The City of North Port, Marchena pointed out, consistently accounts for 18% of the Animal Services calls the department receives each month. She characterized the countywide increase in calls since 2015 as “a pretty drastic jump.”
By 2020, she said, the department expects to be handling 20 calls a day.
The county population has climbed approximately 6% over the past four years, Marchena pointed out. Animal Services’ intake of dogs and cats in 2015 was 2,710, she said. In 2018, the intake figure was 3,038, close to the equivalent of taking in 10 animals a day. The total increase over the period was about 12%.
The county population in 2015 was 392,090; in 2018, it was 417,442, according to a chart she showed the commission.
The facility on Bee Ridge Road was constructed in 2003, Marchena pointed out, when the county population was about 346,000. Therefore, she continued, even though the number of county residents has risen about 20% since 2003, the shelter has not been expanded.
The services and the needs
During about a 15-minute presentation, Marchena explained that the Animal Services shelter has the capacity for up 75 dogs and 90 cats. Animal Services houses birds, snakes, rabbits and ferrets, too, she said.
The Florida Cattlemen’s Association and other groups help the Sheriff’s Office in the temporary placement of cows and horses, Knight added.
The shelter exceeded its capacity for a portion of both 2017 and 2018, Marchena told the board. May is an especially busy time for cats, she noted, as that seems to be the month when most litters are born. Thanks to the Sheriff’s Office’s partnerships with the nonprofit Cat Depot in Sarasota and the Animal Rescue Coalition, including the latter’s spaying and neutering program, Animal Services has been able to manage the case load, she said.
The Sheriff’s Office has only 11 officers who respond to calls, Marchena pointed out. Each works an eight-hour shift. Two shifts operate each day, she continued. The first is from 8 a.m. to 4 p.m.; the second, from 4 p.m. to midnight. One person is on call from midnight to 8 p.m. if a call necessitates a response during those hours, she added.
At the shelter, she continued, 10 employees each day care for the animals, answer questions posed by members of the public, handle adoptions and the fostering of animals, and coordinate the assistance of volunteers.
“We are fortunate to have an amazing group of volunteers who assist with feeding, walking and cleaning,” Marchena said. Altogether, the number of volunteers is about 200, she added. Their work equates to what four full-time employees would be doing, she pointed out. “We would really struggle on a day-to-day basis without their generous assistance.”
Further, various groups, including the Humane Society, help staff find owners of animals that have been brought to the shelter, Marchena continued, and they assist with adoptions.

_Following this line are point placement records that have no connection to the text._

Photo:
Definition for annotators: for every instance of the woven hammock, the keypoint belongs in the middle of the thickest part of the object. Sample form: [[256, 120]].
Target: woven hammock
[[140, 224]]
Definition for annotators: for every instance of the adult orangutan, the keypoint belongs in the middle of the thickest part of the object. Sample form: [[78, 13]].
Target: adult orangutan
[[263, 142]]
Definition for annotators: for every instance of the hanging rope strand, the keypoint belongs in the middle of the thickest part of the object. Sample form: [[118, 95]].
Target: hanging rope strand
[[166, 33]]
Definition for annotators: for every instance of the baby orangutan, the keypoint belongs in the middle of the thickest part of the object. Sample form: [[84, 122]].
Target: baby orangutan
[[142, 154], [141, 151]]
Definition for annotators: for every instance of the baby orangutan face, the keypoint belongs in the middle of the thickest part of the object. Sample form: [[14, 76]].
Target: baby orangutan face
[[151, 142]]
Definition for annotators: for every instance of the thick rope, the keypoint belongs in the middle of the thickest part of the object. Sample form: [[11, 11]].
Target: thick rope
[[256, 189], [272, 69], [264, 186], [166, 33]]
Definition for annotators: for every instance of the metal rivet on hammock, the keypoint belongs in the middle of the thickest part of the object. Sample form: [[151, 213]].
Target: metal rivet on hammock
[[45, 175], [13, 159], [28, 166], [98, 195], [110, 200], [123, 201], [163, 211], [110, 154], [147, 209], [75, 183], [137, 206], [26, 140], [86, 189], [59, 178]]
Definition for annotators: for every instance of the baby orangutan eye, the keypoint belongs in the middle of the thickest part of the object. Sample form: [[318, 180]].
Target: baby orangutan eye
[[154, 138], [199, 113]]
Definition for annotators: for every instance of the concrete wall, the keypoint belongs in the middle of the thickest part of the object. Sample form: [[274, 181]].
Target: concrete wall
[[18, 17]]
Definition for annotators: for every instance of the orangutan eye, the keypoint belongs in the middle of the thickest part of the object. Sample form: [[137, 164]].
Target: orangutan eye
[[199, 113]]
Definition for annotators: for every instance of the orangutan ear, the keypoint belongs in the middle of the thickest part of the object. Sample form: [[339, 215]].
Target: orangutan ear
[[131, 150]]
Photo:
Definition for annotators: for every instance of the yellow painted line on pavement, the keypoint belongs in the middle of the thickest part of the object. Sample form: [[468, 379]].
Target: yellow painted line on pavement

As for expanding the Bee Ridge facility: Marchena said, “We believe there is opportunity on the current Animal Services campus.” Consolidation of the operations of each of the Sheriff’s Office divisions in one area “is a preferred practice,” she pointed out.
Then Marchena showed the commissioners a graphic depicting possible expansion areas on the Bee Ridge Road site.
“You have the property right there,” Knight added. “Having everything on one campus is the best,” he said, reiterating Marchena’s earlier point.
“I’m glad to see there’s room for expansion on property that we own,” Commissioner Alan Maio told Knight.
Maio then asked County Administrator Lewis what Lewis felt the board’s next step should be to make that expansion possible.
“First of all,” Lewis replied, “the commissioners would have to direct us that that’s a priority … I don’t know what the sheriff’s timing would be … We would need a little bit more information.”
Knight emphasized that his goal that day was just to make the board members aware of the situation at the Animal Services facility.
“I like the way you’re doing this,” Chair Charles Hines told Knight. “We need to keep this [issue] in mind, too.”